Both the ASRock B850 Pro RS and the Gigabyte B850 Eagle Wi-Fi7 Ice share the same fundamental platform: an AM5 socket, B850 chipset, standard ATX form factor (244 × 305 mm), and identical overclocking support. For a builder choosing between these two boards, the shared foundation means neither has an inherent advantage in CPU compatibility, physical fit, or raw tuning headroom.
The single most meaningful differentiator in this group is connectivity: the Gigabyte includes Wi-Fi and Bluetooth, while the ASRock offers neither. In a desktop build without a nearby Ethernet run — or in any setup where wireless peripherals, audio devices, or smart-home integration matter — the Gigabyte eliminates the need for a separate adapter, saving a PCIe slot and reducing cable clutter. For a wired-only workstation or gaming rig already planned around Ethernet, this advantage is irrelevant.

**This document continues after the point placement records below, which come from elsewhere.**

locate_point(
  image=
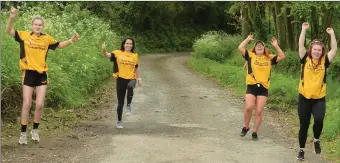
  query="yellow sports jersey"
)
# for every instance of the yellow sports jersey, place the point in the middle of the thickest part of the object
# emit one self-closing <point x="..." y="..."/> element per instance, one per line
<point x="259" y="68"/>
<point x="33" y="50"/>
<point x="312" y="83"/>
<point x="126" y="63"/>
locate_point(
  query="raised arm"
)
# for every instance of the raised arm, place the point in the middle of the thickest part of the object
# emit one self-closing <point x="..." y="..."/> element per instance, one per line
<point x="332" y="53"/>
<point x="138" y="77"/>
<point x="280" y="54"/>
<point x="66" y="43"/>
<point x="242" y="46"/>
<point x="106" y="54"/>
<point x="302" y="48"/>
<point x="9" y="27"/>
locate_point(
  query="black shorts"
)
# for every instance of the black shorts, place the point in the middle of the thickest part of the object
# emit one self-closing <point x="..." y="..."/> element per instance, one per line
<point x="257" y="90"/>
<point x="33" y="78"/>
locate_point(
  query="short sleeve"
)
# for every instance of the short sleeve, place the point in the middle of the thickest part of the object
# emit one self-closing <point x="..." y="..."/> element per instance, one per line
<point x="273" y="59"/>
<point x="52" y="43"/>
<point x="247" y="55"/>
<point x="18" y="36"/>
<point x="303" y="59"/>
<point x="327" y="63"/>
<point x="113" y="58"/>
<point x="137" y="60"/>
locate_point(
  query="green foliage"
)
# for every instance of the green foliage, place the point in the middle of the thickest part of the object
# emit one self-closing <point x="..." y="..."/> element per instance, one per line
<point x="283" y="91"/>
<point x="164" y="26"/>
<point x="74" y="71"/>
<point x="215" y="45"/>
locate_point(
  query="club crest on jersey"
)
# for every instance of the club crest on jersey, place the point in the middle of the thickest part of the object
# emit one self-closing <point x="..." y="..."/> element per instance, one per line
<point x="31" y="40"/>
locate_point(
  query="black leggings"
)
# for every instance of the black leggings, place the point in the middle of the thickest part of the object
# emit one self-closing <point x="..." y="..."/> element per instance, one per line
<point x="306" y="108"/>
<point x="121" y="86"/>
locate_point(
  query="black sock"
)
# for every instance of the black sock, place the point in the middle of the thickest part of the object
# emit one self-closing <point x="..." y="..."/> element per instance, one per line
<point x="35" y="125"/>
<point x="23" y="128"/>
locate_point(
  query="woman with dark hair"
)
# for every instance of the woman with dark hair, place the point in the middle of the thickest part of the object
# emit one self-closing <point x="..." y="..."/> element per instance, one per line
<point x="34" y="46"/>
<point x="259" y="64"/>
<point x="126" y="72"/>
<point x="312" y="86"/>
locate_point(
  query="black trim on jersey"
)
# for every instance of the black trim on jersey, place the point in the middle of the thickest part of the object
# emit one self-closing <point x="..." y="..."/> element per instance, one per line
<point x="53" y="46"/>
<point x="115" y="64"/>
<point x="22" y="46"/>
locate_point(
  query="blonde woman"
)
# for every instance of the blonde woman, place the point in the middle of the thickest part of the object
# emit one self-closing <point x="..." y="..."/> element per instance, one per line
<point x="34" y="46"/>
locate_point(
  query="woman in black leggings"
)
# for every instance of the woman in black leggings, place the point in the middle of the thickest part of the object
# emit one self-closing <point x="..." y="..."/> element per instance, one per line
<point x="312" y="86"/>
<point x="126" y="72"/>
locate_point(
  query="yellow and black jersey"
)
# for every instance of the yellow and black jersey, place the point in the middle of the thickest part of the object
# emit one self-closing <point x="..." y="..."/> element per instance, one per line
<point x="33" y="50"/>
<point x="124" y="64"/>
<point x="312" y="83"/>
<point x="259" y="68"/>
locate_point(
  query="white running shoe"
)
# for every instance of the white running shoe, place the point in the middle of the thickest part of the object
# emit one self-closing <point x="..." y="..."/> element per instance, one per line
<point x="128" y="110"/>
<point x="35" y="135"/>
<point x="119" y="124"/>
<point x="23" y="138"/>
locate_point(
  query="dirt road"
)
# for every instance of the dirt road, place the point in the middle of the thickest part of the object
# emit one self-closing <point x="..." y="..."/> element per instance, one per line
<point x="178" y="117"/>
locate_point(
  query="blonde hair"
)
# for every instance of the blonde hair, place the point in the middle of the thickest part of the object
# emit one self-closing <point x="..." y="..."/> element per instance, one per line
<point x="38" y="18"/>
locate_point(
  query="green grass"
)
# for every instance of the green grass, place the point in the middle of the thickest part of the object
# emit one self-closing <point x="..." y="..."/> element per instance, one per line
<point x="283" y="92"/>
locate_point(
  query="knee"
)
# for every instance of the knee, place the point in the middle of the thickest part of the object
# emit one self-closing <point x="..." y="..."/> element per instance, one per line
<point x="318" y="120"/>
<point x="259" y="112"/>
<point x="120" y="105"/>
<point x="39" y="106"/>
<point x="249" y="108"/>
<point x="27" y="103"/>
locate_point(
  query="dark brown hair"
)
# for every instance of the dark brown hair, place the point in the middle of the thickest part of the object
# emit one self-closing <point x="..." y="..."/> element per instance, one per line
<point x="316" y="42"/>
<point x="123" y="42"/>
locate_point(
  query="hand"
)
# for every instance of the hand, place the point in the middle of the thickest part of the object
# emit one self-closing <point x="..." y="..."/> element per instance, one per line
<point x="13" y="12"/>
<point x="330" y="30"/>
<point x="75" y="37"/>
<point x="274" y="42"/>
<point x="104" y="47"/>
<point x="250" y="37"/>
<point x="305" y="25"/>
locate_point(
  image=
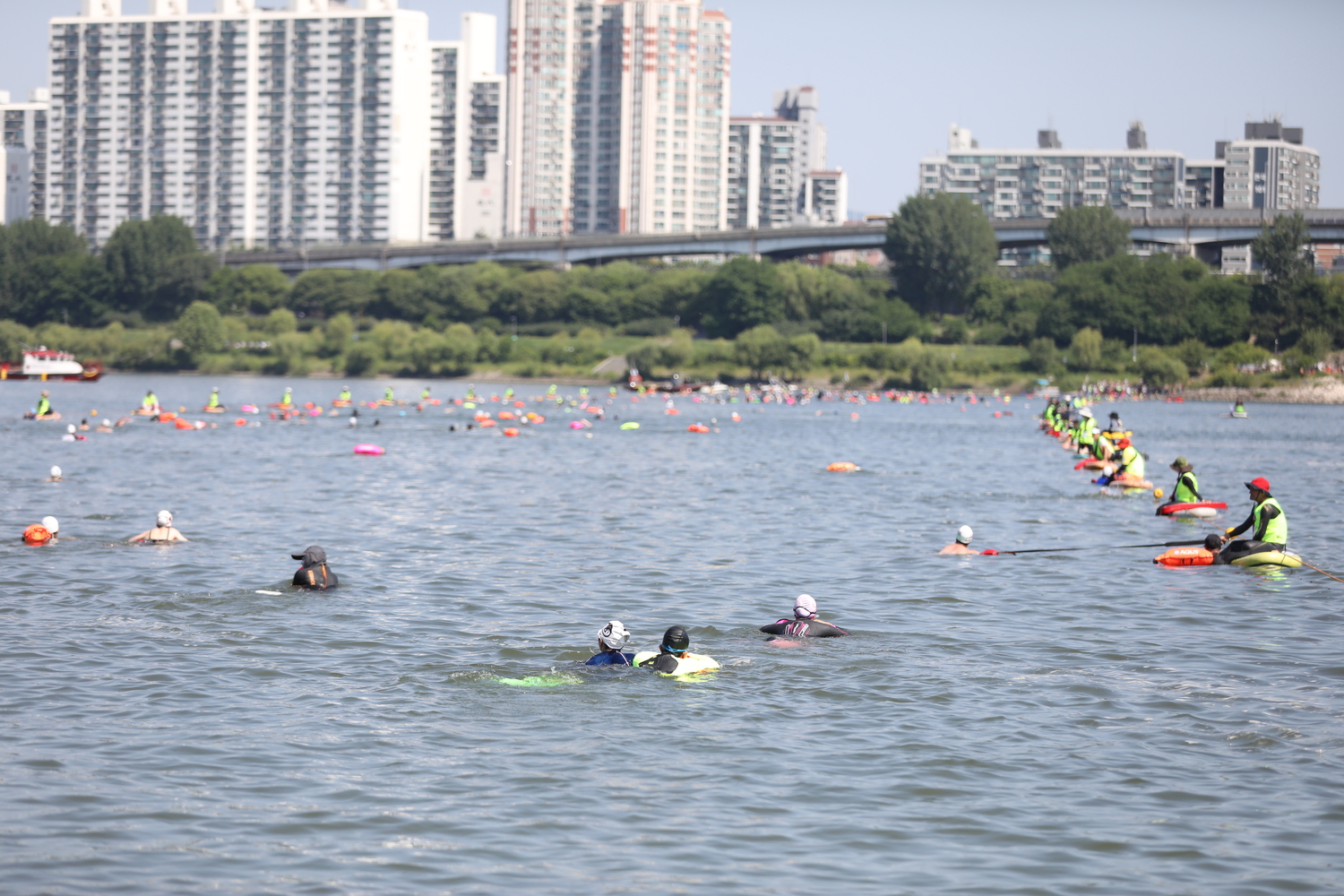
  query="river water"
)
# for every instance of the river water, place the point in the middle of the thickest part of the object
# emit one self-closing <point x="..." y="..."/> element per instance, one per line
<point x="1069" y="723"/>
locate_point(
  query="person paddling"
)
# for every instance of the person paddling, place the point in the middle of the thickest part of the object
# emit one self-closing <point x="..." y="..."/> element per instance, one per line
<point x="1187" y="487"/>
<point x="804" y="622"/>
<point x="314" y="575"/>
<point x="674" y="656"/>
<point x="1268" y="525"/>
<point x="610" y="638"/>
<point x="163" y="530"/>
<point x="962" y="543"/>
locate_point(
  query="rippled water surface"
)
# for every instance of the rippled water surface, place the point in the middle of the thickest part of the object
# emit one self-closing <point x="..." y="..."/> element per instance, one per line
<point x="1069" y="723"/>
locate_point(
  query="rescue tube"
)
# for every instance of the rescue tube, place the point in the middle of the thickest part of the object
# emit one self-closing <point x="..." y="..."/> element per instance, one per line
<point x="1202" y="509"/>
<point x="688" y="665"/>
<point x="1185" y="557"/>
<point x="1271" y="559"/>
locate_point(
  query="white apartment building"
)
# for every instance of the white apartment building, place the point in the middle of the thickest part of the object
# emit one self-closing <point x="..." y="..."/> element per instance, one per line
<point x="777" y="167"/>
<point x="1038" y="183"/>
<point x="617" y="116"/>
<point x="467" y="160"/>
<point x="257" y="126"/>
<point x="1271" y="168"/>
<point x="23" y="150"/>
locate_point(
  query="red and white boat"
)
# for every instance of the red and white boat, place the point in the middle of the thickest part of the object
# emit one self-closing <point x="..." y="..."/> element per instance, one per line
<point x="45" y="365"/>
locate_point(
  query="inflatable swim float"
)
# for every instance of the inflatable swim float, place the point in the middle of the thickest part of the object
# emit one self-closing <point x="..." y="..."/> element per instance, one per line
<point x="1202" y="509"/>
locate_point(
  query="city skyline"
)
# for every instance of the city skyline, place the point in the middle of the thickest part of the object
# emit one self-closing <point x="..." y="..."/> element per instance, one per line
<point x="878" y="132"/>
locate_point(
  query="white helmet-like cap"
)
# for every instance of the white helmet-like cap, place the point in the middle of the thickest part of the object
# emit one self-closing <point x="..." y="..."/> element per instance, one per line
<point x="613" y="635"/>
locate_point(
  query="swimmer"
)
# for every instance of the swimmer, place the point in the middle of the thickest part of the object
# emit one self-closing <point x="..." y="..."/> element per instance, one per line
<point x="674" y="656"/>
<point x="962" y="543"/>
<point x="804" y="622"/>
<point x="163" y="530"/>
<point x="609" y="642"/>
<point x="314" y="575"/>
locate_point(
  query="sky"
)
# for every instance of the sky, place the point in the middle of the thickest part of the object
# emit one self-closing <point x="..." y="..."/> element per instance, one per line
<point x="892" y="75"/>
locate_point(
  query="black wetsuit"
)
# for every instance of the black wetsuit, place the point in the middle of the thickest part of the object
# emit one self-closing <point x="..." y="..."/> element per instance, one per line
<point x="804" y="629"/>
<point x="314" y="575"/>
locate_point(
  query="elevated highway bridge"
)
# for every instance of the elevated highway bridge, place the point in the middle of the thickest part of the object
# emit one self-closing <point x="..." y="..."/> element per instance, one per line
<point x="1199" y="228"/>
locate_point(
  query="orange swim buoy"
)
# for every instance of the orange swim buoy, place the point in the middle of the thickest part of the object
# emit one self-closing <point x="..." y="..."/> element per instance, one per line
<point x="1185" y="557"/>
<point x="37" y="533"/>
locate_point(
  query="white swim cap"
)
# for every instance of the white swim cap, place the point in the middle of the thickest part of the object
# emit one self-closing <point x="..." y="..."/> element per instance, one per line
<point x="613" y="635"/>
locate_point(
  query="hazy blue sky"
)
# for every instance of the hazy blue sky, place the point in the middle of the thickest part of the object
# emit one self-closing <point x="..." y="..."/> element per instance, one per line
<point x="892" y="75"/>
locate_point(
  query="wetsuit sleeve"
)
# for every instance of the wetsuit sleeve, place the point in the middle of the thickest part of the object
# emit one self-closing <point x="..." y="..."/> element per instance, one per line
<point x="1266" y="514"/>
<point x="1250" y="520"/>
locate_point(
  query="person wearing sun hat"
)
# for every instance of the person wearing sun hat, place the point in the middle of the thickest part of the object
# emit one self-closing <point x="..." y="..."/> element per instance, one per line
<point x="1268" y="525"/>
<point x="1187" y="487"/>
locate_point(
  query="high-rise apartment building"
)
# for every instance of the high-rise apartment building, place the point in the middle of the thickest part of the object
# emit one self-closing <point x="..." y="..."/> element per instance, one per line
<point x="467" y="163"/>
<point x="1040" y="182"/>
<point x="617" y="116"/>
<point x="23" y="150"/>
<point x="1271" y="168"/>
<point x="777" y="167"/>
<point x="257" y="126"/>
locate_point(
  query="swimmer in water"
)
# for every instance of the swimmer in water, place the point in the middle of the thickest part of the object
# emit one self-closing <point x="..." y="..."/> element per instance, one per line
<point x="804" y="622"/>
<point x="674" y="654"/>
<point x="962" y="543"/>
<point x="314" y="575"/>
<point x="163" y="530"/>
<point x="609" y="642"/>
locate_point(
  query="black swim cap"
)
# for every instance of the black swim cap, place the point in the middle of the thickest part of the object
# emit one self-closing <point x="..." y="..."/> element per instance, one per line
<point x="675" y="640"/>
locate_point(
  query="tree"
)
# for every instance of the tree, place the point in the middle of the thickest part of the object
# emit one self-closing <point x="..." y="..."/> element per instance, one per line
<point x="1086" y="234"/>
<point x="201" y="330"/>
<point x="938" y="247"/>
<point x="1085" y="349"/>
<point x="140" y="257"/>
<point x="742" y="295"/>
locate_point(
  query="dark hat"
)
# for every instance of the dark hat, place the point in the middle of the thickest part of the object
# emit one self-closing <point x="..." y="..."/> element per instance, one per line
<point x="311" y="555"/>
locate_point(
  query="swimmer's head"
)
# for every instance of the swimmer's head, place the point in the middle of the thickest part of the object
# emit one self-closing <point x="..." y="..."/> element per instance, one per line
<point x="804" y="607"/>
<point x="675" y="640"/>
<point x="613" y="635"/>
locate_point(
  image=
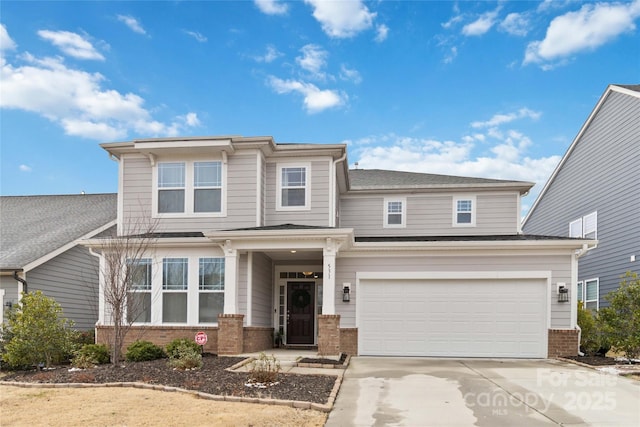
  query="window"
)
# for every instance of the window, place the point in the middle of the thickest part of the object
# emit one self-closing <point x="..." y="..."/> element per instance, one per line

A secondary but notable trade-off runs in the opposite direction: the ASRock carries a dual BIOS feature, while the Gigabyte does not. Dual BIOS provides a hardware-level fallback chip that can recover a corrupted firmware automatically — a meaningful safety net during aggressive overclocking or a failed BIOS update. Overall, the Gigabyte B850 Eagle Wi-Fi7 Ice holds the edge for most users thanks to built-in wireless, but builders who prioritize firmware resilience and plan to run wired-only will find the ASRock's dual BIOS more valuable than any wireless module.